According to NASA, Mount Erebus is situated above a thin layer of crust, facilitating the ascent of molten rock from Earth’s interior. The volcano regularly emits gas and steam, occasionally ejects rock (bombs) during strombolian eruptions, and has housed at least one lava lake within its caldera since 1972. Mount Erebus is believed to be the southernmost active volcano globally.

Conor Bacon from the Lamont-Doherty Earth Observatory at Columbia University in New York states that Erebus has been erupting continuously since at least 1972. He highlights the volcano’s renowned “lava lake” at one of its summit craters, where molten material is visibly present at the surface. Bacon explains that such lava lakes are rare, requiring specific conditions to prevent the surface from freezing over.

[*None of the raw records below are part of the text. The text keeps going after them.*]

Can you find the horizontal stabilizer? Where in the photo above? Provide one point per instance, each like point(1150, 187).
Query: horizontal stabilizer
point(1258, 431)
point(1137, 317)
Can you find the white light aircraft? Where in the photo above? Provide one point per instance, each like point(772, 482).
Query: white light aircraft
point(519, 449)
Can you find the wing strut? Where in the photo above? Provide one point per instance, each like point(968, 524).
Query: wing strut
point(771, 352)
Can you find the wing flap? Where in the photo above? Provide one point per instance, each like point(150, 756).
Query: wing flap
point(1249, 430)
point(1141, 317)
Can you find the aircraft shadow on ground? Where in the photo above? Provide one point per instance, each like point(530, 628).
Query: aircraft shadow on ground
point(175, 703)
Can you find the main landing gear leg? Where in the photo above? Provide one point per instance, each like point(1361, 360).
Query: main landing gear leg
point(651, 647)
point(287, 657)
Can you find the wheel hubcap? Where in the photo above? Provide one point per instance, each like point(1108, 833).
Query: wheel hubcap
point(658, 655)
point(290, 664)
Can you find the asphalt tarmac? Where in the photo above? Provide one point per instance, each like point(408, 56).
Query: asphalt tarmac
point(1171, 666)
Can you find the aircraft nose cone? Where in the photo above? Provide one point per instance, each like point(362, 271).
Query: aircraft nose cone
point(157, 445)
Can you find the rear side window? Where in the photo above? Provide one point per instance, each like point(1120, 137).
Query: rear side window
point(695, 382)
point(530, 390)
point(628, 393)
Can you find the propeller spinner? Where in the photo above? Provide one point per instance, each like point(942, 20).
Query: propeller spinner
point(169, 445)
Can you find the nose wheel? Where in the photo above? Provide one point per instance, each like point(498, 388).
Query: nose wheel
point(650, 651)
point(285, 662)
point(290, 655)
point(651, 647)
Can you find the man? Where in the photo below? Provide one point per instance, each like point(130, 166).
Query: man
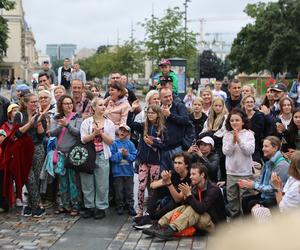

Despite its scientific significance, researching Mount Erebus poses challenges due to its geographic isolation. On the other hand, the Deception Island Antarctic Specially Managed Area, responsible for monitoring volcanic activity on the island, reports that Deception Island is the caldera of an active volcano that last erupted in 1970. Bacon mentions that both Mount Erebus and Deception Island have limited permanent monitoring instruments, primarily consisting of seismometers to detect volcanic unrest-related seismic activity. He notes the logistical challenges involved in deploying extensive instrument networks for specific studies due to the harsh conditions and long polar nights in Antarctica.